November 03, 2011 Articles

Social-Welfare Implications of Liability Rules in Major Damages Cases

Economic insights and social-welfare implications can guide where we draw the boundaries for liability in major environmental damages cases.

By Dr. Debra J. Aron and Dr. Francis X. Pampush – November 3, 2011

The risk reasonably to be perceived defines the duty to be obeyed, and risk imports relation; it is risk to another or to others within the range of apprehension. This does not mean, of course, that one who launches a destructive force is always relieved of liability if the force, though known to be destructive, pursues an unexpected path. . . . The range of reasonable apprehension is at times a question for the court, and at times, if varying inferences are possible, a question for the jury.

Palsgraf v. Long Island Railroad Co., 248 N.Y. 339, 344 (N.Y. 1928).

We build a dam, but are negligent as to its foundations. Breaking, it injures property down stream. We are not liable if all this happened because of some reason other than the insecure foundation. But when injuries do result from our unlawful act we are liable for the consequences. It does not matter that they are unusual, unexpected, unforeseen and unforeseeable. But there is one limitation. The damages must be so connected with the negligence that the latter may be said to be the proximate cause of the former. […] [T]he problem of proximate cause is not to be solved by any one consideration. It is all a question of expediency. There are no fixed rules to govern our judgment. There are simply matters of which we may take account.

Palsgraf, 248 352, 354–55 (Andrews, J., dissenting).


On April 20, 2010, BP’s Macondo oil well in the Gulf of Mexico incurred a catastrophic failure of its mechanical operations that resulted in a blowout that killed 11 men, injured more, and spilled an estimated 4–5 million barrels of crude oil into the gulf. See, e.g., Ian Urbina, In Report on Gulf Spill, BP Sheds Some Light and Casts Much Blame, N.Y. Times, Sept. 9, 2010 (late ed.). Aside from the tragic loss of life that occurred at the site of the blowout, the Macondo event has affected a variety of businesses in the gulf vicinity and beyond. The event will, therefore, inevitably raise the question of how far in the economic chain of production and conceptual chain of causation should liability extend.

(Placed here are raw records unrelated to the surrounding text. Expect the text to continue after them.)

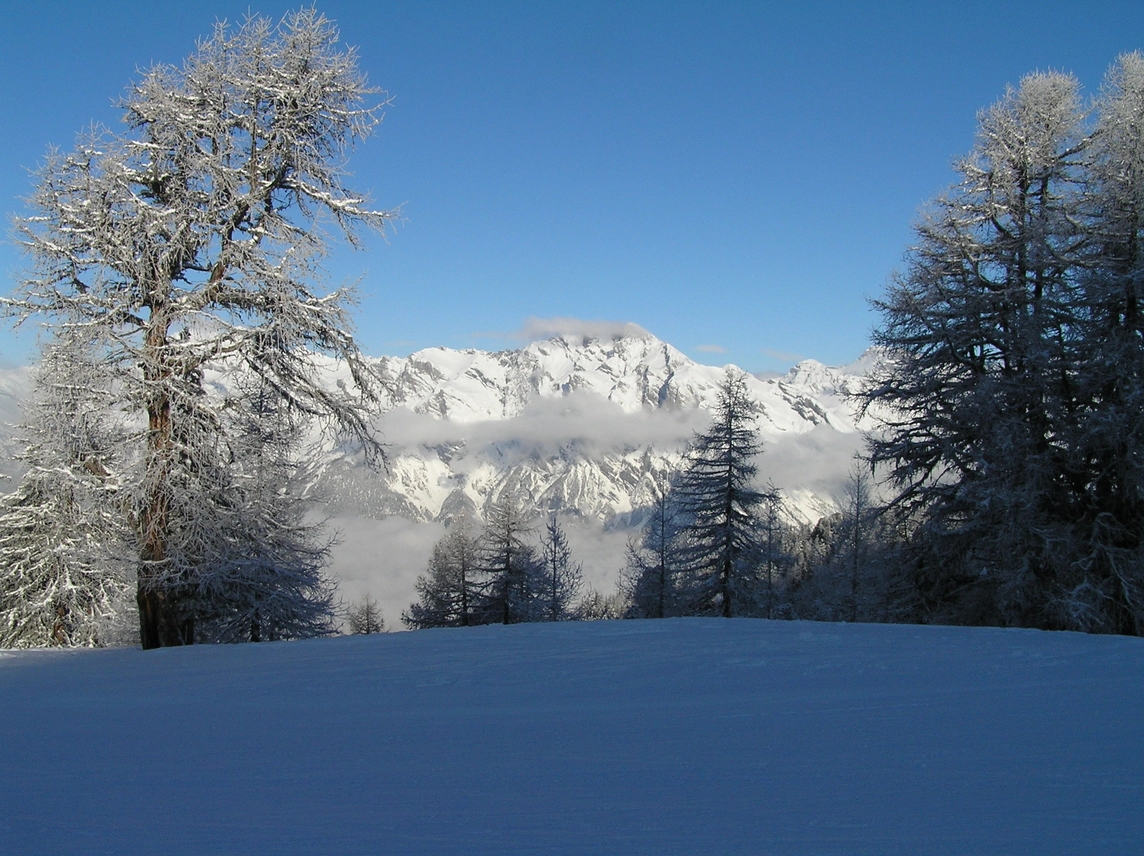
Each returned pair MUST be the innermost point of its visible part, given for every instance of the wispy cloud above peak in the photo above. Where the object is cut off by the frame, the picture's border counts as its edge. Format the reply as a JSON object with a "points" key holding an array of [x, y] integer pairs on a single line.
{"points": [[539, 329]]}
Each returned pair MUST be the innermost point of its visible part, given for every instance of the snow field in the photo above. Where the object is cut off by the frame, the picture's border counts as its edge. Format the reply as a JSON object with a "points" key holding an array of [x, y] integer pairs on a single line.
{"points": [[684, 736]]}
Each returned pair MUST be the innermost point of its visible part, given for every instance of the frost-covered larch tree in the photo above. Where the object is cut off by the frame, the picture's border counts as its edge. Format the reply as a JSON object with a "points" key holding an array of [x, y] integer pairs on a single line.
{"points": [[65, 568], [510, 573], [1015, 373], [193, 238]]}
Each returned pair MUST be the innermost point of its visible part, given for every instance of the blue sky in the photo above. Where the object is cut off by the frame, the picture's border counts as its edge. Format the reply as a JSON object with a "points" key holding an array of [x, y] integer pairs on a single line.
{"points": [[736, 177]]}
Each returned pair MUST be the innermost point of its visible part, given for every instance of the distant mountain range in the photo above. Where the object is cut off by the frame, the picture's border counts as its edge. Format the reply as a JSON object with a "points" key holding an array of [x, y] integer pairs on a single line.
{"points": [[585, 427]]}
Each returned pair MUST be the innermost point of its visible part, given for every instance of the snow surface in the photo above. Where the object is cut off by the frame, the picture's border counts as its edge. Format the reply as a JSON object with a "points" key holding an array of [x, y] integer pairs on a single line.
{"points": [[688, 736]]}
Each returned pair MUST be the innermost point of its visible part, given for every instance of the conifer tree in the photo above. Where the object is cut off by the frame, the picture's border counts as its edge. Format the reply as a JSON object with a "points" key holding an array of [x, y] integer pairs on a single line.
{"points": [[447, 594], [64, 540], [195, 238], [720, 540], [562, 577]]}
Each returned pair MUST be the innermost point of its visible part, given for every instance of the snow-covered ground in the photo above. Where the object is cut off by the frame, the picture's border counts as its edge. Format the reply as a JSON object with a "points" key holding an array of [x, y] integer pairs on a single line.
{"points": [[690, 736]]}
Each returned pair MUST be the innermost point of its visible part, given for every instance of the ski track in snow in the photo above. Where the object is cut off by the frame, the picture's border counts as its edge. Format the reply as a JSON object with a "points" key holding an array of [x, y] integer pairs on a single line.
{"points": [[683, 736]]}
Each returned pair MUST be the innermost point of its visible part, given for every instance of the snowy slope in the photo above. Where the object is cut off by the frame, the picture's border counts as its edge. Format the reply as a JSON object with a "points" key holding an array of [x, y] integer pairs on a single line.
{"points": [[688, 736]]}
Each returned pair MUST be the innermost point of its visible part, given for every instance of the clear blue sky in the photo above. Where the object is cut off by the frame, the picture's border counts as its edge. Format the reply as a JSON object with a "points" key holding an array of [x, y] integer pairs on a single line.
{"points": [[736, 176]]}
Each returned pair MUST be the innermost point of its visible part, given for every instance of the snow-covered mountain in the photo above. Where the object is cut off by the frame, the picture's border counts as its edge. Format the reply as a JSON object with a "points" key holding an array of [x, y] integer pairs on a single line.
{"points": [[582, 426]]}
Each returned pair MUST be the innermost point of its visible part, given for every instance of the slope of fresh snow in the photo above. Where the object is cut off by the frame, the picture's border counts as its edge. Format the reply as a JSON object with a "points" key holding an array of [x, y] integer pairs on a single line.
{"points": [[691, 736]]}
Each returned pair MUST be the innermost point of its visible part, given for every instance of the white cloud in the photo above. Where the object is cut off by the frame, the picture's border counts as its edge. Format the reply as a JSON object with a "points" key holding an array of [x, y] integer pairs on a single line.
{"points": [[783, 356], [539, 329]]}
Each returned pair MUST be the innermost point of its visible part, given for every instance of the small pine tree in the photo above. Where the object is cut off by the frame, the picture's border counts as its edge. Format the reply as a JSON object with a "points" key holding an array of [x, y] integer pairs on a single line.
{"points": [[562, 577], [365, 617], [64, 545], [511, 576], [447, 594], [721, 546], [649, 579]]}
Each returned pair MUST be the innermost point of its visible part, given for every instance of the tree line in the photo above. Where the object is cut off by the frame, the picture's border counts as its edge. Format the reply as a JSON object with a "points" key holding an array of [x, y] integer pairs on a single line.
{"points": [[1003, 485]]}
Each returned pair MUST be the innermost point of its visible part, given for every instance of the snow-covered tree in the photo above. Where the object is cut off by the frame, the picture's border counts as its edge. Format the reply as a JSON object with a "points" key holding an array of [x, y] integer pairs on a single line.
{"points": [[1103, 588], [261, 572], [193, 238], [511, 575], [447, 594], [64, 540], [720, 540], [562, 577], [650, 578], [1014, 373], [365, 617]]}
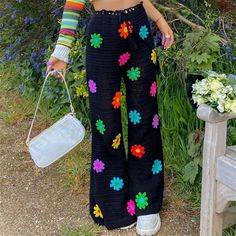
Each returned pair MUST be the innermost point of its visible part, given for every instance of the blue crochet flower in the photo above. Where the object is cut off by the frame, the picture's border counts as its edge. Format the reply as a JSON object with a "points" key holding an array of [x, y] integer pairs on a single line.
{"points": [[134, 117], [117, 183], [156, 167], [143, 32]]}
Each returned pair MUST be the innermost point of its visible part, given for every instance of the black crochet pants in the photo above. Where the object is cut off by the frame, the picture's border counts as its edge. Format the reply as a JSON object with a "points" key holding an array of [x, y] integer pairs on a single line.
{"points": [[120, 46]]}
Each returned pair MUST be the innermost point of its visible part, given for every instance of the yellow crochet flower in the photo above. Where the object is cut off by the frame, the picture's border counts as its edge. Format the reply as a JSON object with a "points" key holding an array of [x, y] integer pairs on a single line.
{"points": [[116, 141], [154, 56], [97, 212]]}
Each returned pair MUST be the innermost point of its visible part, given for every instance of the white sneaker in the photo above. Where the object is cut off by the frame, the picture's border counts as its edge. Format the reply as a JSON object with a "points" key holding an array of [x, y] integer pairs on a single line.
{"points": [[128, 226], [148, 225]]}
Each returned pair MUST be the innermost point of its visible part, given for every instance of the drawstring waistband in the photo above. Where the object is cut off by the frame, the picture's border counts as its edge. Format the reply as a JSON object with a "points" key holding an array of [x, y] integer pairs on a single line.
{"points": [[124, 19]]}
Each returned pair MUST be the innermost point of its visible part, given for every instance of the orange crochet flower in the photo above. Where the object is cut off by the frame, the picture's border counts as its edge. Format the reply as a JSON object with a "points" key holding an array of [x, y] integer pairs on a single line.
{"points": [[137, 150], [125, 29], [116, 100]]}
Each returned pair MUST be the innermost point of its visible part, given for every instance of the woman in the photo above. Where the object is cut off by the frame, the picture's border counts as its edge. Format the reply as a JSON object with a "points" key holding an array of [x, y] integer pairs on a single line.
{"points": [[124, 191]]}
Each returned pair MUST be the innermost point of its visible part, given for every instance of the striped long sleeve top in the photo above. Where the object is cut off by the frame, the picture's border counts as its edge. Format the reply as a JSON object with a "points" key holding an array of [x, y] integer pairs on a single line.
{"points": [[69, 23]]}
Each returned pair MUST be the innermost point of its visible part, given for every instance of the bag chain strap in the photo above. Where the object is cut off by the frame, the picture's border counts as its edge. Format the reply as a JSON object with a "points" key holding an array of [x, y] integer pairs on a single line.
{"points": [[71, 106]]}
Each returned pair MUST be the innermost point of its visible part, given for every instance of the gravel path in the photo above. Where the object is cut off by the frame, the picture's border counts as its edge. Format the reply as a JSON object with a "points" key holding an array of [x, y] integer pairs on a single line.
{"points": [[37, 202]]}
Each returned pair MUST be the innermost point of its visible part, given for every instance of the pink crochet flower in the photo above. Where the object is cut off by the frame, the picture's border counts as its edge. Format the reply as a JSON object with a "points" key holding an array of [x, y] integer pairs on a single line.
{"points": [[124, 58], [92, 86], [98, 165], [155, 121], [153, 89], [131, 207]]}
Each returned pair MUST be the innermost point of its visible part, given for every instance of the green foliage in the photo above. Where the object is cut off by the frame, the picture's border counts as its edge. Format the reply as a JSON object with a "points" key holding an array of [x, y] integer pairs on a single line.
{"points": [[192, 169], [200, 49]]}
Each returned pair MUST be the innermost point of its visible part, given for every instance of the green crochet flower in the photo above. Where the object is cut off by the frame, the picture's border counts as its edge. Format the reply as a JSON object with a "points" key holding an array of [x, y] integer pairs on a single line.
{"points": [[141, 200], [100, 126], [133, 73], [96, 40]]}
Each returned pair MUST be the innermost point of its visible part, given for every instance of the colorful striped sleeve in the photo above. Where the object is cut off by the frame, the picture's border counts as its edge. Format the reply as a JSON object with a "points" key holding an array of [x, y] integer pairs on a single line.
{"points": [[69, 23]]}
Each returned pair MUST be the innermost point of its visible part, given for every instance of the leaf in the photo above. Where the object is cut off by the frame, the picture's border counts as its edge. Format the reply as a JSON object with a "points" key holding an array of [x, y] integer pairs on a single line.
{"points": [[190, 172]]}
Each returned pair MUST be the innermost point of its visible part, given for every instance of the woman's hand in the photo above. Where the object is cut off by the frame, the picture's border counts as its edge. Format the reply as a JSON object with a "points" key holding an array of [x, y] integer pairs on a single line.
{"points": [[55, 63], [167, 33]]}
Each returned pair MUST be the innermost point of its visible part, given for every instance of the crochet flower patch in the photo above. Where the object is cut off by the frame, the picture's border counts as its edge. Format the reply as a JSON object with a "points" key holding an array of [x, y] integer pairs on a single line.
{"points": [[137, 150], [134, 116], [92, 86], [131, 207], [153, 89], [125, 29], [96, 40], [98, 166], [116, 141], [143, 32], [141, 200], [156, 167], [117, 183], [97, 212], [116, 100], [124, 58], [155, 121], [133, 73], [154, 56], [100, 126]]}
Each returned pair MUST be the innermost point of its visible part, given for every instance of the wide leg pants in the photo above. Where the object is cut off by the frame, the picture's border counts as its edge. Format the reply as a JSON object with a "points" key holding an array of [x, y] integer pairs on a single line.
{"points": [[120, 46]]}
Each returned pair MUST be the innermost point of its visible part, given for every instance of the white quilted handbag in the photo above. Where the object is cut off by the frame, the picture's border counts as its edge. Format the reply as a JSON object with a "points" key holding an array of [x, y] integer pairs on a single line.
{"points": [[57, 140]]}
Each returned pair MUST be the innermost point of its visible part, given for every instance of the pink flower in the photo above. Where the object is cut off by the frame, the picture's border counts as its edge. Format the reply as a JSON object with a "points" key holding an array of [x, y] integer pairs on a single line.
{"points": [[131, 207], [153, 89], [98, 165], [155, 121], [124, 58], [92, 86]]}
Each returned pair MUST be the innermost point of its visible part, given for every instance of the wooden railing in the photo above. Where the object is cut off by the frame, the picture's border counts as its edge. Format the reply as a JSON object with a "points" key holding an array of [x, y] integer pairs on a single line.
{"points": [[219, 174]]}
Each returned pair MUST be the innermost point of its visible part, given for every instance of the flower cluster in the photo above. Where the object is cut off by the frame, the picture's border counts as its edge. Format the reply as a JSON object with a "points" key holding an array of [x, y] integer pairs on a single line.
{"points": [[217, 91]]}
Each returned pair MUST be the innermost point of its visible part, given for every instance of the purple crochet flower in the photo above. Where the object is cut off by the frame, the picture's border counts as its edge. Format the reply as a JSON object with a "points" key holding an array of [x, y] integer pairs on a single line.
{"points": [[98, 166], [92, 86], [155, 121]]}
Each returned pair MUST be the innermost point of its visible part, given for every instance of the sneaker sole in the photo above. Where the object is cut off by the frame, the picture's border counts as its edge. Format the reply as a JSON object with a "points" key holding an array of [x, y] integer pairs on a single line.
{"points": [[148, 232]]}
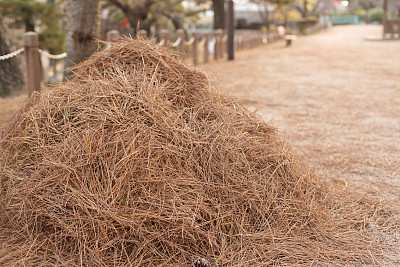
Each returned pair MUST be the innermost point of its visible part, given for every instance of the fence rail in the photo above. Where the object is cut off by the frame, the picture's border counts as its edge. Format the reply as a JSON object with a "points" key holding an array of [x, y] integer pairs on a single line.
{"points": [[197, 48]]}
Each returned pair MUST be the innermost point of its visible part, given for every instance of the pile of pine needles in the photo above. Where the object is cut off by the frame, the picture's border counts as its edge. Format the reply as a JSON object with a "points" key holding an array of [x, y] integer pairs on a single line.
{"points": [[137, 160]]}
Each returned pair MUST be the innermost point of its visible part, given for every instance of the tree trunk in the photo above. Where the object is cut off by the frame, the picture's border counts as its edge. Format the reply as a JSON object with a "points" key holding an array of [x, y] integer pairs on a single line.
{"points": [[219, 14], [82, 28], [11, 74]]}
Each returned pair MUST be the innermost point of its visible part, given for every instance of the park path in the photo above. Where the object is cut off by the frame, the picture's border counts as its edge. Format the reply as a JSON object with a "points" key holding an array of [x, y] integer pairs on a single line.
{"points": [[334, 96]]}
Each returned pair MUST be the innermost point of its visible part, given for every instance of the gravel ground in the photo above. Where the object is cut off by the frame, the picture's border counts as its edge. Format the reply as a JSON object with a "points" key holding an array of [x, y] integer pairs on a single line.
{"points": [[333, 95], [336, 97]]}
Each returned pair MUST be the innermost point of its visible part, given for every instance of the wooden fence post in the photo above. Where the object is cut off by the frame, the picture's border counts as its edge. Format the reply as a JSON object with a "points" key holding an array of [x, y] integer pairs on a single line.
{"points": [[164, 35], [221, 44], [194, 48], [33, 74], [181, 46], [112, 35], [143, 34], [216, 44], [205, 48]]}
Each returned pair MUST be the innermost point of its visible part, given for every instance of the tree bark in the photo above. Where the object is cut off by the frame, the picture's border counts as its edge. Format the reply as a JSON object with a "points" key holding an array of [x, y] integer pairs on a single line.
{"points": [[82, 28], [11, 74], [219, 14]]}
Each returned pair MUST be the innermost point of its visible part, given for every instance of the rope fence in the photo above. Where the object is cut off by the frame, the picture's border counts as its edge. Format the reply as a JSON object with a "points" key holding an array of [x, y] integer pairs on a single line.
{"points": [[197, 48]]}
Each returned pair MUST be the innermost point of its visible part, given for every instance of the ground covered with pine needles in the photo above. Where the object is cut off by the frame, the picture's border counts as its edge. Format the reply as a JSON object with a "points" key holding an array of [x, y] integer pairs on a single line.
{"points": [[137, 160]]}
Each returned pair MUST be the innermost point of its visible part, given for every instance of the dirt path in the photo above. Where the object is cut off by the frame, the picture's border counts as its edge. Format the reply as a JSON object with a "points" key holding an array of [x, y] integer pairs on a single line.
{"points": [[335, 96]]}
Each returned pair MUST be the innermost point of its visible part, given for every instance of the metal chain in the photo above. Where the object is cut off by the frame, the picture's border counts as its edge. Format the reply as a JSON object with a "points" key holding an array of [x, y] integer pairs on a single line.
{"points": [[60, 56], [13, 54]]}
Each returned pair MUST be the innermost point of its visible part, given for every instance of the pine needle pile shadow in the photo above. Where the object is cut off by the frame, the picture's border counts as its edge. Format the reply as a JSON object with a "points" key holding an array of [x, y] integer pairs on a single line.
{"points": [[137, 160]]}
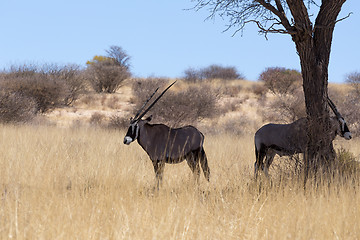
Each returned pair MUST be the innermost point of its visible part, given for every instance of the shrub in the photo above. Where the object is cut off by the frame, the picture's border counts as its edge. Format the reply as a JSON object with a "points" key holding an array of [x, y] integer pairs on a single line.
{"points": [[75, 81], [281, 80], [106, 77], [212, 72], [118, 122], [96, 118], [47, 90], [16, 108], [107, 73], [177, 108], [286, 107]]}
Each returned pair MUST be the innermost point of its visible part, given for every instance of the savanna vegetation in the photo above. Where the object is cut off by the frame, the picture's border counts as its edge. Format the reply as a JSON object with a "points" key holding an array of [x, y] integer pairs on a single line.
{"points": [[67, 175]]}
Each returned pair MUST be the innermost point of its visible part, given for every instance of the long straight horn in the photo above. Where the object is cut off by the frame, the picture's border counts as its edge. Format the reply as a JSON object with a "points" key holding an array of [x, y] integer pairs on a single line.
{"points": [[333, 107], [157, 99], [142, 107]]}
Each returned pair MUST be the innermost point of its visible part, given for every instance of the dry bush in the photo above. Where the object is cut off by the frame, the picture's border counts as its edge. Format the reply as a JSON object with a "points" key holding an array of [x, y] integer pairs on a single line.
{"points": [[15, 108], [49, 85], [97, 118], [259, 90], [118, 122], [106, 77], [285, 107], [107, 73], [177, 108], [212, 72], [75, 80], [47, 91], [281, 80]]}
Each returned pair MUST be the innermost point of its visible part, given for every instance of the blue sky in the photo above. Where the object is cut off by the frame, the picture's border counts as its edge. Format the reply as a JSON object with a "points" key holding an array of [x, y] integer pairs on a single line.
{"points": [[161, 37]]}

The question of the extent of legal liability along the chain of causation in cases involving the boundaries of the effect of a negligent action was addressed by the Supreme Court inPalsgraf v. Long Island Railroad. Co., “perhaps the most famous case in the history of tort law,” from which we quoted above. G. Edward White, Tort Law in America: An Intellectual History 96–97(2003). That case pivoted on the question of the extent of liability resulting from a negligent act. The majority, in the decision written by Justice Benjamin N. Cardozo, found for the defendant on the theory that the plaintiff’s injury was not “within the range of apprehension.” The dissenting opinion concluded that the plaintiff should have prevailed because the negligent act was the “proximate cause” of her injuries, although her injuries might have been unforeseeable. While the majority and the dissent disagreed on the relevant theory of harm in the case, both the majority and the dissent appear to agree that the line that demarks the limits of liability is not subject to formulaic identification, and neither the majority nor the dissent appealed to guidance from general principles of social welfare as support for their analyses. In this article, we discuss how economic insights can provide some guidance as to the social-welfare implications of the demarcation of the limits of liability and the proximity of harm to a negligent act.